Another aspect is the notion that since so many people engage in never-ending “happy talk” on social media — presenting their activities and their lives as a constant stream of oh-so-fabulous experiences — it’s only natural that those who encounter those social posts invariably become depressed when comparing them to their own dreary lives that come up wanting.
But much of this line of thought has been mere conjecture, awaiting analysis by social scientists.
One other question I’ve had in my mind is one of causation: Even if you believe that social media contributes to feelings of depression and/or anger, is using social media what makes people feel depressed … or are people who are prone to depression or anger the very people who are more likely to use social media in the first place?
Recently, we’ve begun to see some research work that is pointing to the causation — and the finding that social media does actually contribute to negative mental health for some users of social media.
One such study appeared in the February 2017 issue of the American Journal of Epidemiology. Titled “Association of Facebook Use with Compromised Well-Being: A Longitudinal Study,” the paper presents findings from three sets of data collected from ~5,200 subjects in Gallup’s Social Network panel.
The researchers — Drs. Holly Shakya and Nicholas Christakis — studied the relationships between Facebook activity over time with self-reported measures such as physical health, mental health and overall life satisfaction. There were other, more objective measures that were part of the analysis as well, such as weight and BMI information.

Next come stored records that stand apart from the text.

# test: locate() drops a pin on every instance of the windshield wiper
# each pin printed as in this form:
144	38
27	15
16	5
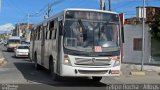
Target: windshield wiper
83	29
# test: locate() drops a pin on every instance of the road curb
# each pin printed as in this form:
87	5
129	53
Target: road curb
137	73
2	61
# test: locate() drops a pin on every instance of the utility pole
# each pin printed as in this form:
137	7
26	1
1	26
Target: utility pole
102	5
49	10
109	2
0	5
143	36
28	22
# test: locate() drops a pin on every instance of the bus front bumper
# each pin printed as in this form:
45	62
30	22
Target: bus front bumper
89	71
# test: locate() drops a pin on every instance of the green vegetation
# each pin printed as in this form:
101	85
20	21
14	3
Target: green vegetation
155	27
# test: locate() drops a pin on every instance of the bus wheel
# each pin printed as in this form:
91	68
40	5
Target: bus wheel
54	76
36	65
96	79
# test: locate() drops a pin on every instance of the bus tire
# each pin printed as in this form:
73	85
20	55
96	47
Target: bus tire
54	76
97	79
36	65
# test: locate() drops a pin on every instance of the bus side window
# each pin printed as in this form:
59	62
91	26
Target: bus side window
55	29
51	28
60	27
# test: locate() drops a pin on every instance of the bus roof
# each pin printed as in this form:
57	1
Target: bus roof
74	9
14	37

The study detected a correlation between increased Facebook activity and negative impacts on the well-being of the research subjects. ore specifically, certain users who practiced the following social media behaviors more often (within one standard deviation) …
- Liking social posts
- Following links on Facebook
- Updating their own social status frequently
… showed a decrease of 5% to 8% of a standard deviation in their emotional well-being.
As it turns out, the same correlation also applied when tracking people who migrated from light to moderate Facebook usage; these individuals were prone to suffer negative mental health impacts similar to the subjects who gravitated from moderate to heavy Facebook usage.

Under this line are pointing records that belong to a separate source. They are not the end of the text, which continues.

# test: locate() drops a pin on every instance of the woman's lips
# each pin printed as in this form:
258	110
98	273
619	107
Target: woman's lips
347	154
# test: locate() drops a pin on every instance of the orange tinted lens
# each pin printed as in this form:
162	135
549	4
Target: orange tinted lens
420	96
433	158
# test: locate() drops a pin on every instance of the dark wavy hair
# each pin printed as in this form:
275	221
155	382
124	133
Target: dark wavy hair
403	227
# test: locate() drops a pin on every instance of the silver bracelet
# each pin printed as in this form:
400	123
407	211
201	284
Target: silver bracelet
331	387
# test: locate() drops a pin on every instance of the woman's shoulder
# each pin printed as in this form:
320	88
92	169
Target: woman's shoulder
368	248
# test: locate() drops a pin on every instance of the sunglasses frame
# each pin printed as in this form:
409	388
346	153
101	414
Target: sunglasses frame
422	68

The Shakya/Christakis study presented several hypotheses seeking to explain the findings, including:
- Social media usage comes at the expense of “real world,” face-to-face interactions.

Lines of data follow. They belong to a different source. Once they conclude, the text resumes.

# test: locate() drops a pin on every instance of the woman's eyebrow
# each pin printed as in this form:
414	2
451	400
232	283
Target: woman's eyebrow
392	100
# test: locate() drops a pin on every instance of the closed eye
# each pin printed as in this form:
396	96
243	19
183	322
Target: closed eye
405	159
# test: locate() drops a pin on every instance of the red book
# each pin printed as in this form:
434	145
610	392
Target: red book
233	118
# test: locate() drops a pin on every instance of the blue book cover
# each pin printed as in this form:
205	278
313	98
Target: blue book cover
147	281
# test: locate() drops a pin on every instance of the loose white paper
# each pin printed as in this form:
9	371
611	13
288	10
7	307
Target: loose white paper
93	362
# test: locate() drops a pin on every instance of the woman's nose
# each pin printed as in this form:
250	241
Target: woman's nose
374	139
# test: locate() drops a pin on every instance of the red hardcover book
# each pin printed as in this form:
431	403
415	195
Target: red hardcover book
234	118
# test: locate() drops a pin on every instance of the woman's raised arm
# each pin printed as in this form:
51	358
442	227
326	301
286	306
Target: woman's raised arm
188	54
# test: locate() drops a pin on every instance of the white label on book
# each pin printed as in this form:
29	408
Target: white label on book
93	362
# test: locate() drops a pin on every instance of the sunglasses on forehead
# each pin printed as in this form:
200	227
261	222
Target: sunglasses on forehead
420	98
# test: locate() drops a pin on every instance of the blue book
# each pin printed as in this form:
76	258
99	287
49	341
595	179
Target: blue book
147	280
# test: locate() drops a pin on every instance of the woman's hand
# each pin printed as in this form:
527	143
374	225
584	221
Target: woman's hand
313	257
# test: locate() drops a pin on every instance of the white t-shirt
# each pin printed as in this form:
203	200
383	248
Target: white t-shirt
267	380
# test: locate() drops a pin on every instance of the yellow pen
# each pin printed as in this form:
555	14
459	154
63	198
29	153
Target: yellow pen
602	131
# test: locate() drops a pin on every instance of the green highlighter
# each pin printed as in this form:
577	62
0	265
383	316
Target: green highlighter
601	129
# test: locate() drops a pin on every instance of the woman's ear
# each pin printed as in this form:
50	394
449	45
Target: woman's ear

- Social media usage undermines self-esteem by triggering users to compare their own lives with the carefully constructed pictures presented by their social media contacts.
But what about that? It could be argued that heavy social media users are spending a good deal more time engaged in an activity which by definition is a pretty sedentary one. Might the decreased physical activity of heavy social media users have a negative impact on mental health and well-being, too?
We won’t know anything much more definitive until the Shakya/Christakis study can be replicated in another longitudinal research study. However, it’s often quite difficult to replicate such findings in subsequent research, where results can be affected by how the questions are asked, how random the sample really is, and so forth.
I’m sure there are many social scientists who are itching to settle these fundamental questions about social media, but we might be waiting a bit longer; these research endeavors aren’t as tidy a process as one might think.